Rather than on public opinion as in Jones's article, the focus of the book by Lejano, Ingram, and Ingram is on what the book calls "narrative-networks," and the methods employed are interpretive case studies based on interviews and the public record rather than statistical analysis of surveys. Like Jones, however, Lejano and his coauthors rely upon the attributes of narrative, although the contents of the narrative characteristics vary somewhat. Chapter three of the book presents a parsimonious list, tailor-made for use in the social sciences, drawn from a longer list of categories that narratologists have found helpful in capturing the essence of narratives. The narrative elements identified as crucial to analysis, and presented in a schematic figure, include emplotment, characterization, alterity, breach of convention, and context or gap. These categories guide the analysis of environmental networks that have been effective in three very different venues: the Sonora Desert that straddles the United States/Mexico border; the Turtle Island rookeries in the Philippines; and the international alternative agriculture movement. The authors write:
We see the concept of network as fundamental to understanding environmental action: how separate groups of individuals develop relationships with their environments, organize themselves, and take action to manage change. We argue that networks need stories in order to make sense … stories or narratives create the glue that binds people together in networks, providing them with a sense of history, common ground, and future, enabling them to persist even in the context of resistance. (page 2)

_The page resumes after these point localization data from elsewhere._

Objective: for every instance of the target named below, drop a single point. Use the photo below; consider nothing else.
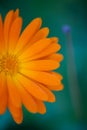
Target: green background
(55, 14)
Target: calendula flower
(27, 61)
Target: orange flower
(27, 62)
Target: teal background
(55, 14)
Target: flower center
(9, 64)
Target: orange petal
(16, 13)
(32, 87)
(28, 33)
(42, 33)
(52, 48)
(27, 99)
(59, 76)
(54, 39)
(3, 94)
(41, 107)
(41, 65)
(16, 112)
(7, 25)
(36, 48)
(42, 77)
(14, 33)
(1, 34)
(55, 56)
(51, 96)
(13, 92)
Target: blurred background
(67, 19)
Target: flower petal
(55, 56)
(16, 13)
(41, 65)
(27, 99)
(13, 92)
(42, 77)
(32, 87)
(28, 33)
(36, 48)
(1, 34)
(14, 33)
(16, 112)
(41, 107)
(52, 48)
(3, 94)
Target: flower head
(27, 61)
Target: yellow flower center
(9, 64)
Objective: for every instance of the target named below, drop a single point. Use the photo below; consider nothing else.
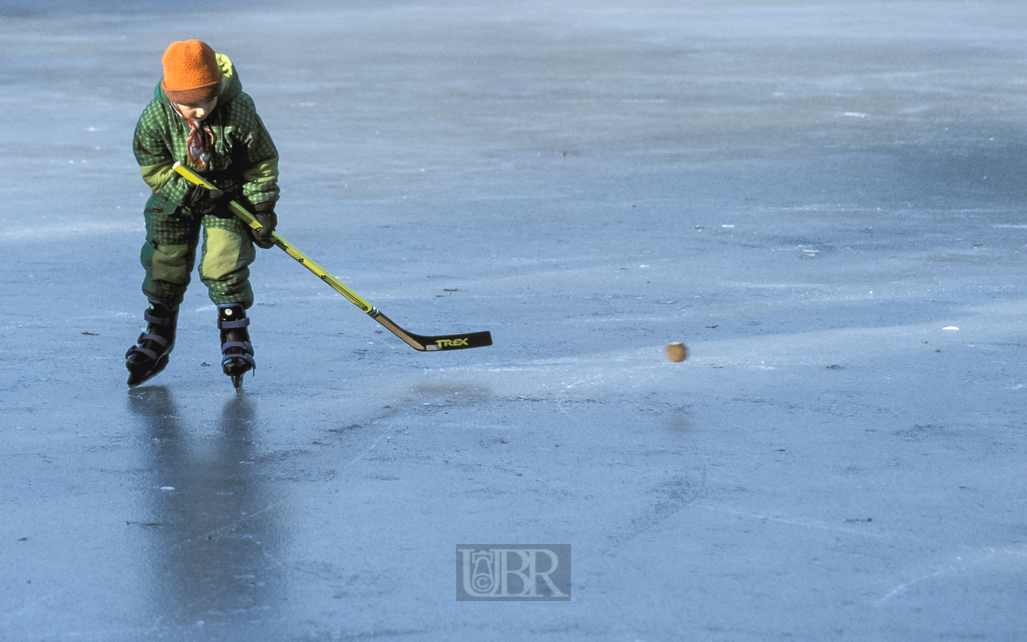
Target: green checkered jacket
(243, 162)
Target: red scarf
(200, 141)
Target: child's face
(197, 111)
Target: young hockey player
(200, 117)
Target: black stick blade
(455, 342)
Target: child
(200, 117)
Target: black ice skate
(149, 355)
(237, 352)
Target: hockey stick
(418, 342)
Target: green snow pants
(169, 254)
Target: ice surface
(806, 194)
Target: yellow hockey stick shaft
(290, 249)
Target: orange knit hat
(191, 72)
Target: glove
(264, 213)
(208, 201)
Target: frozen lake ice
(822, 199)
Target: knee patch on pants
(222, 251)
(167, 263)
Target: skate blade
(136, 379)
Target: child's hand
(264, 213)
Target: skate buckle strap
(231, 325)
(246, 354)
(157, 320)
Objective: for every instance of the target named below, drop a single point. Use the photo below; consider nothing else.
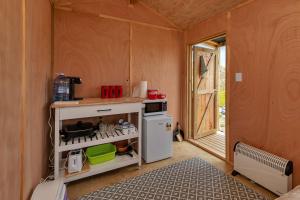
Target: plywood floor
(214, 143)
(182, 151)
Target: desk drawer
(98, 110)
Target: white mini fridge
(157, 138)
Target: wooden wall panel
(158, 58)
(263, 42)
(38, 76)
(108, 51)
(10, 102)
(93, 48)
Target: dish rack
(79, 111)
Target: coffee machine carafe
(73, 81)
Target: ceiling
(184, 13)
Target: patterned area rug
(189, 179)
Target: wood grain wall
(113, 51)
(38, 76)
(10, 103)
(25, 64)
(264, 44)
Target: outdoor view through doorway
(208, 95)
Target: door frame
(189, 102)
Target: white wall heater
(268, 170)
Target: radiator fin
(261, 156)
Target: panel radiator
(266, 169)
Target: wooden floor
(214, 143)
(182, 151)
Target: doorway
(208, 95)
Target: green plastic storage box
(101, 153)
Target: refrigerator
(157, 138)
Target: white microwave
(155, 107)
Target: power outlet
(238, 77)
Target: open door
(205, 117)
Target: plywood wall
(157, 58)
(113, 50)
(25, 66)
(38, 76)
(10, 102)
(264, 44)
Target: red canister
(104, 92)
(152, 94)
(161, 96)
(119, 91)
(112, 91)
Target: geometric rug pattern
(193, 179)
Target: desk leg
(56, 143)
(140, 138)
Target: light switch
(238, 77)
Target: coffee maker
(73, 81)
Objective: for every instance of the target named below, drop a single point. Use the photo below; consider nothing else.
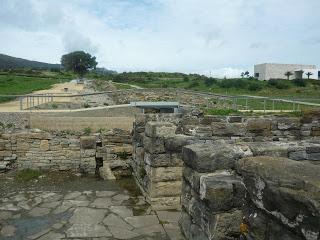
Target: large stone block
(289, 123)
(154, 145)
(176, 143)
(163, 160)
(286, 189)
(165, 189)
(160, 129)
(162, 174)
(212, 157)
(228, 129)
(88, 142)
(259, 126)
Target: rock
(211, 157)
(288, 190)
(142, 221)
(85, 230)
(8, 231)
(44, 145)
(88, 216)
(160, 129)
(115, 221)
(289, 123)
(88, 142)
(106, 173)
(259, 126)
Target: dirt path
(57, 89)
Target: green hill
(8, 62)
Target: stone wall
(158, 141)
(61, 150)
(216, 201)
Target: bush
(234, 83)
(193, 84)
(278, 83)
(300, 82)
(87, 131)
(209, 81)
(254, 86)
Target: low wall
(227, 192)
(158, 141)
(80, 123)
(36, 149)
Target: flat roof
(155, 104)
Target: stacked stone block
(7, 155)
(44, 151)
(212, 194)
(282, 200)
(115, 151)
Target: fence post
(21, 106)
(273, 105)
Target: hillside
(8, 62)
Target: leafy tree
(288, 74)
(79, 62)
(309, 74)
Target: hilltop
(9, 62)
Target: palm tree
(309, 74)
(288, 74)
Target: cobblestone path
(83, 214)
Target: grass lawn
(19, 84)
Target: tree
(79, 62)
(309, 74)
(288, 74)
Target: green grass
(20, 84)
(27, 175)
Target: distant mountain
(8, 62)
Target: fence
(210, 100)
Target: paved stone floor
(98, 210)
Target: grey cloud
(74, 41)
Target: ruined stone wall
(158, 141)
(222, 183)
(70, 151)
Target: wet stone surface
(80, 208)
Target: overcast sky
(223, 37)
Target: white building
(267, 71)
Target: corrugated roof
(155, 104)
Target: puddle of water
(27, 226)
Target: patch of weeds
(221, 112)
(123, 155)
(86, 105)
(87, 131)
(163, 222)
(142, 173)
(27, 175)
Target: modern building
(267, 71)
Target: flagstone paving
(83, 214)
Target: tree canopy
(79, 62)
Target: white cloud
(221, 36)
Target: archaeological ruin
(228, 177)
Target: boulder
(287, 190)
(212, 157)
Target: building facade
(267, 71)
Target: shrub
(87, 131)
(254, 86)
(27, 175)
(300, 82)
(209, 81)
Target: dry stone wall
(226, 186)
(35, 149)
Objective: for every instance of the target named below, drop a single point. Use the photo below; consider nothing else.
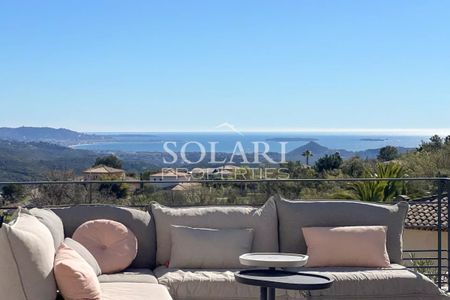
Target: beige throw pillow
(348, 246)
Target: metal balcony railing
(433, 262)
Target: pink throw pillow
(349, 246)
(75, 277)
(112, 244)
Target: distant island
(292, 139)
(373, 140)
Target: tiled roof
(102, 169)
(423, 215)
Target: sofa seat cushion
(395, 282)
(133, 291)
(130, 275)
(206, 284)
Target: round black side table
(270, 279)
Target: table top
(273, 259)
(281, 279)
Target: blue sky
(259, 65)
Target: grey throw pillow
(203, 248)
(262, 219)
(84, 253)
(52, 222)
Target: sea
(227, 141)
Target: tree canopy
(110, 161)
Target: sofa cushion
(113, 245)
(27, 252)
(211, 284)
(263, 220)
(52, 222)
(133, 291)
(75, 277)
(346, 246)
(395, 282)
(293, 215)
(130, 275)
(138, 221)
(203, 248)
(84, 253)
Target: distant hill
(319, 151)
(32, 161)
(46, 134)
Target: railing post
(90, 192)
(439, 213)
(448, 234)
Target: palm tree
(307, 154)
(381, 191)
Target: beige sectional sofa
(276, 227)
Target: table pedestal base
(267, 293)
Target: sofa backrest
(293, 215)
(26, 259)
(138, 221)
(263, 220)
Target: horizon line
(368, 131)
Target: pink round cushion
(112, 244)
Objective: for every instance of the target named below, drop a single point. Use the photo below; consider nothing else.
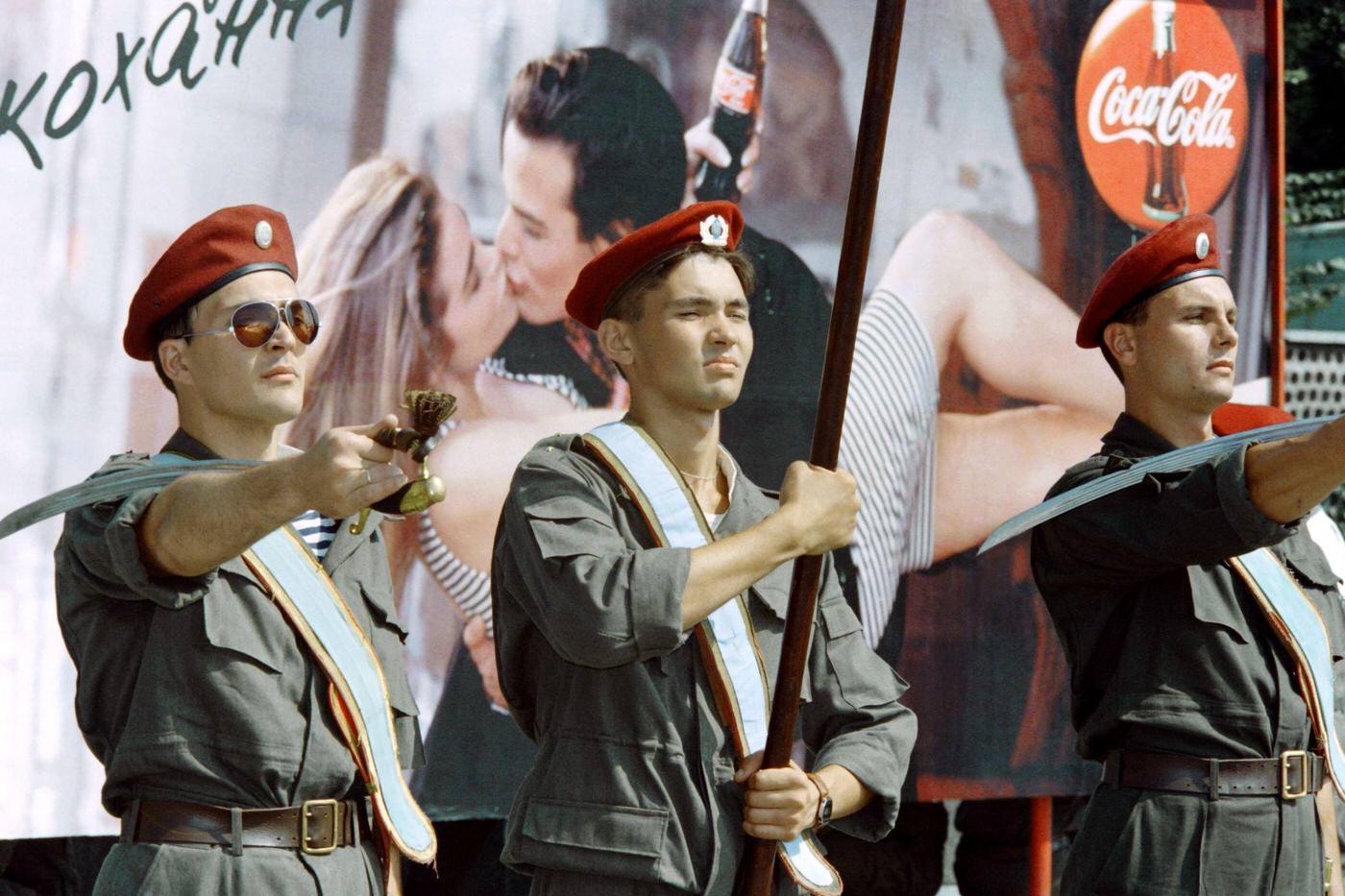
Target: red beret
(1234, 417)
(715, 224)
(211, 254)
(1183, 251)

The final chapter of the book includes these findings: Narrative-network analysis reveals the quality of arrangements, complex motivations, and relational knowledge that sustains environmental causes. Also, narrative-networks can extend and improve ecological democracy.
Even though the four pieces of research reviewed here are but a taste of the rich smorgasbord of applications of humanities-inspired narrative analysis in environmental research, the flexibility and potential of the approach are clear. Narrating a good story is essential to environmental action, and understanding how narratives perform their magic is a worthy challenge for environmental researchers.
1. William Cronon, Uncommon Ground: Rethinking the Human Place in Nature (New York, NY: W. W. Norton, 1996).
2. Aldo Leopold, Sand County Almanac and Sketches Here and There (New York, NY: Oxford University Press, 1962).